​​The Hidden Hand in Your Lawsuit: How Third-Party Litigation Funding is Rigging the System Against Consumers

When a personal injury victim signs a litigation funding agreement, they’re often told it’s a lifeline. What they’re rarely told is what it will cost them. Court documents show plaintiffs who won millions walking away with nothing; their settlements consumed by litigation loans accruing interest at rates approaching 100% annually.

This is third-party litigation funding, a $15.2 billion industry operating with virtually no consumer protections, no transparency requirements, and no meaningful oversight. And state officials are taking notice.

At a recent New Hampshire House Commerce & Consumer Affairs Committee meeting, Insurance Commissioner DJ Bettencourt testified:

“And I want to emphasize a point that Representative Hunt just made so when you talk to industry about this particular problem and we’ve been at it five years what they tell you is we need some version of tort reform.

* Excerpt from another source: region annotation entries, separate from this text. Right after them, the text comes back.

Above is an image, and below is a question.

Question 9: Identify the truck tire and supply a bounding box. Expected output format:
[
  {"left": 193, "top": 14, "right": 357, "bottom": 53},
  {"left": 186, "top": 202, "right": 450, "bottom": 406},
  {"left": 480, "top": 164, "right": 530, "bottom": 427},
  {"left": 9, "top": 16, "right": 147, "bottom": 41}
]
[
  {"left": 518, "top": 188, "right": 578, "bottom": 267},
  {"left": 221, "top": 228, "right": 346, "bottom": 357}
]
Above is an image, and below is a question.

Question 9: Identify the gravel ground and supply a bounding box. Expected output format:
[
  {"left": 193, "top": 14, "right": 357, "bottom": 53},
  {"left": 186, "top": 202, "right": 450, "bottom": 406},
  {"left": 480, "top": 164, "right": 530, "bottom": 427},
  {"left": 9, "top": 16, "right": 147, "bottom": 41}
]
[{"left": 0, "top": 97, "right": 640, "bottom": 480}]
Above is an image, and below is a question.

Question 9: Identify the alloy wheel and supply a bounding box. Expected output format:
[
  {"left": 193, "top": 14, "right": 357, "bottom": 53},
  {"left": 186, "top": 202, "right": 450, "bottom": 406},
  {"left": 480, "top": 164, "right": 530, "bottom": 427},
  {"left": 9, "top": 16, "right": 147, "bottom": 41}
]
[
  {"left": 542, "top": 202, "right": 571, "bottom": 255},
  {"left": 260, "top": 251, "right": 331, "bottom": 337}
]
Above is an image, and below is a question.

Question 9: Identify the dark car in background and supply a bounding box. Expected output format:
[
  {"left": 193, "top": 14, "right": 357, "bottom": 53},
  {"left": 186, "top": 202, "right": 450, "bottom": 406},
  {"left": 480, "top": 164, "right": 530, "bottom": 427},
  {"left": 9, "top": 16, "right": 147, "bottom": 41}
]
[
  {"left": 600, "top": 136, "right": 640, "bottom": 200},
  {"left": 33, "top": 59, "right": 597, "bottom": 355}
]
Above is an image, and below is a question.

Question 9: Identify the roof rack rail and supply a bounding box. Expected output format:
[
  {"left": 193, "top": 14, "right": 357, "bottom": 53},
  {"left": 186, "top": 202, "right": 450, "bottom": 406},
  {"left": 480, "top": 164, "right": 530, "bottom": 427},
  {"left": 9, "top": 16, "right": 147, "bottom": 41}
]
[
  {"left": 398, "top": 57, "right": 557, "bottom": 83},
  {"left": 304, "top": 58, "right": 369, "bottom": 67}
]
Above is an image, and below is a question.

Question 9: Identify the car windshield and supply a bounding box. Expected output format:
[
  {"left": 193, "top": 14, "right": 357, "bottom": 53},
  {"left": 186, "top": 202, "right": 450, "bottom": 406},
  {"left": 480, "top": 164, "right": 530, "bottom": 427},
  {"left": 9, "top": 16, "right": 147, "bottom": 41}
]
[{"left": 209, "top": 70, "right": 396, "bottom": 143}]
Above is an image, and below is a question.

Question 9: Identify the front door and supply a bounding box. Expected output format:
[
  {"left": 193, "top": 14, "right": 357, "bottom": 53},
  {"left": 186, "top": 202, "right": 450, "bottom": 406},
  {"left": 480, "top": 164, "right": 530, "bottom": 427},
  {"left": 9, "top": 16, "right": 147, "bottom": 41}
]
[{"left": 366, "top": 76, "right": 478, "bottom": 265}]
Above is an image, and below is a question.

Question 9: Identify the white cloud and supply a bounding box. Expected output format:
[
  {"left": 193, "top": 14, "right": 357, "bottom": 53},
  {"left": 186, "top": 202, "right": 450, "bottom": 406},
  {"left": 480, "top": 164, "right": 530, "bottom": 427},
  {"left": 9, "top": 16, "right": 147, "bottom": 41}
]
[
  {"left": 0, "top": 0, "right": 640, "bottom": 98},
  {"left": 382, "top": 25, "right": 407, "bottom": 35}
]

So we need liability caps we need perhaps a ban on third party litigation funding what I’ve been a proponent of is third party litigation disclosure which was in fact a piece of legislation that you all had before you last year or excuse me the last session it was refiled it did not come to this committee this time around it went to House Judiciary it didn’t fare terribly well because what you have and what you have had in the past is a battle between the entities that are struggling to find this coverage at an affordable price versus the plaintiff’s attorneys who represent these victims.”

That battle is playing out in statehouses nationwide. Georgia passed Senate Bill 69 unanimously, establishing that a funder’s recovery cannot exceed the plaintiff’s own. Oklahoma passed the Foreign Litigation Funding Prevention Act 88-2, requiring disclosure of foreign-backed litigation finance. Senator Thom Tillis introduced federal legislation to close the tax loophole that allows funders to walk away with untaxed profits while plaintiffs pay taxes on their awards.

The reform argument is simple: access to justice and predatory lending are not the same thing. Disclosure is the floor. Consumers deserve to know when outside financial interests have a stake in the outcome of their case, and lawmakers have a responsibility to make sure they do.